Realtors and severance taxes
If proponents of a higher severance tax gather enough signatures, that measure may be presented to Arkansas voters on the November background.
The severance tax proposal, if approved, will raise the existing rate on natural gas 5% to 7%. Sheffield Nelson — oddly enough — is pushing for the proposal. Nelson, after all is a former Republican gubernatorial candidate and was the CEO of Arkansas Louisiana Gas Co. Yes, he’s pushing for a measure that is opposed by people in the industry of which he was once a prominent member.
At any rate, one of the main arguments against the tax is that it will cost jobs. Some counties in the Fayetteville Shale Play — a natural gas-rich area in the northern part of the state — have been home to a growing natural gas industry since companies developed ways to efficiently mine the resource in the 2000s.
Larry DeGroat, a Realtor with Realty Professionals in Searcy, says the natural gas industry has been critical to White County. The area lost jobs when Whirlpool Corp. shut down its manufacturing facilities. More jobs were lost when Yarnell Ice Cream Co. shut down last year after providing jobs in White County for almost 80 years.
Yarnell resumed production in April after its new owner, Chicago-based Schulze & Burch Biscuit Co., purchased the company and assets for $1.3 million. Still, DeGroat said Yarnell is not hiring nearly as many employees as it did when the company was at its peak.
Gas companies, which are now pulling resources out of the Fayetteville Shale Play in White County, initially replaced a number of those lost jobs, thus keeping the area economy and housing market afloat, DeGroat said. He is concerned that taxing gas companies will cause them to simply pull up stakes and head to other areas where taxes are lower.
Nelson says the new rate of 7% will put Arkansas on par with bordering states. Evidently, law establishing the severance tax at 5% has enough loopholes to set the tax for most production at 1.5%.
Wendy Russ, a Clinton Realtor with United Country Spot Real Estate in Clinton, said the natural gas industry has undoubtedly benefitted Van Buren County.

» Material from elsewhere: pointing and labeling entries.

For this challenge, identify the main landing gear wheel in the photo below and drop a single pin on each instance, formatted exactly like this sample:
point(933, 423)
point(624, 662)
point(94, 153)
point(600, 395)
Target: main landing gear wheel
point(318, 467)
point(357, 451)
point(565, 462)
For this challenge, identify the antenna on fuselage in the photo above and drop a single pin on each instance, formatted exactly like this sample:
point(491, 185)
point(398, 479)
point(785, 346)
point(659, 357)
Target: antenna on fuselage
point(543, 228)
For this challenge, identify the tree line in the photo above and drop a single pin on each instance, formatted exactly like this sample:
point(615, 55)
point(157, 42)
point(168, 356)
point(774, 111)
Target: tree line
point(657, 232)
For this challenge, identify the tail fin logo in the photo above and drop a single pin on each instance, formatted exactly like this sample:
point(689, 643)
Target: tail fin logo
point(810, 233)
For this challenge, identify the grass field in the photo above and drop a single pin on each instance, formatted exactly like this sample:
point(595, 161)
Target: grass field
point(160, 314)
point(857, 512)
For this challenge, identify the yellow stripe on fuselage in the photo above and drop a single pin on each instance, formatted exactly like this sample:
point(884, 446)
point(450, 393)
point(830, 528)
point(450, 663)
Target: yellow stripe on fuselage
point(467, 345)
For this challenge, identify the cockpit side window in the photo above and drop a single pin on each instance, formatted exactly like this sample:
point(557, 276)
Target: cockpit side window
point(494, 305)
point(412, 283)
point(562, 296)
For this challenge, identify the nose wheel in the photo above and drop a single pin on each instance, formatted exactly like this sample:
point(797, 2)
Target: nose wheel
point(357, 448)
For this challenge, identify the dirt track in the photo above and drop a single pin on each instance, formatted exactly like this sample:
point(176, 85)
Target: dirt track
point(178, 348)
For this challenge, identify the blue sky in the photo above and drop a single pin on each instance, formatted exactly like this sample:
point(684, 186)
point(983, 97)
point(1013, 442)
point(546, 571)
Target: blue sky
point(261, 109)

“I’m glad they’re here,” she said, pointing out that gas companies have provided jobs to workers during a down economy and have been quick to donate to senior centers and other community organizations.
However, she said gas companies have also caused a lot of road damage because of the large trucks used in their operations and have dumped chemicals in area water resources and above ground.
“Someone has to pay for that, but who?” Russ asked, adding that it’s reasonable to tax gas companies to take care of some of the damage that naturally comes with their operations. “I wouldn't say stick it to them. Let's not be the highest in the nation, but let's not be the lowest in the nation, either. Let's hit it somewhere in the middle.”
Russ said a reasonable tax makes sense, but she’s not in favor of the Nelson proposal as it is written. Why? Russ said any revenue derived from a severance tax should benefit the areas where drilling is taking place rather than going to counties where there is no shale and, thus, no natural gas industry.
Russ said her perspective on the issue is a bit different because she is on the Clinton City Council. She, then, has seen the damage done in the area, but is quick to acknowledge that natural gas companies have taken a large amount of responsibility for repairing roads and taking other steps to minimize damages.
From a real estate perspective, Russ said it is hard to tell how much activity can be attributed to natural gas companies. Home sales have fluctuated in the area due to the recession that’s plagued the economy over the past few years, but it’s not unreasonable to assume that some natural gas workers have purchased property.
Those workers have largely impacted the area rental market. Van Buren County has never been home to an abundance of rental property, but people working with natural gas companies have absorbed much of what was available. That has, effectively, driven up rental prices and made it difficult for people to find places to rent.
Strangely, Russ said the opportunity exists for someone to come in and build more rental units but that building activity has largely not taken place.
Russ counts the natural gas companies as a largely positive presence in the community, but said it is beneficial to everyone to apply a reasonable severance tax. She said those companies fall on the “positive side of the scale” and a reasonable tax will go a long way toward keeping them there.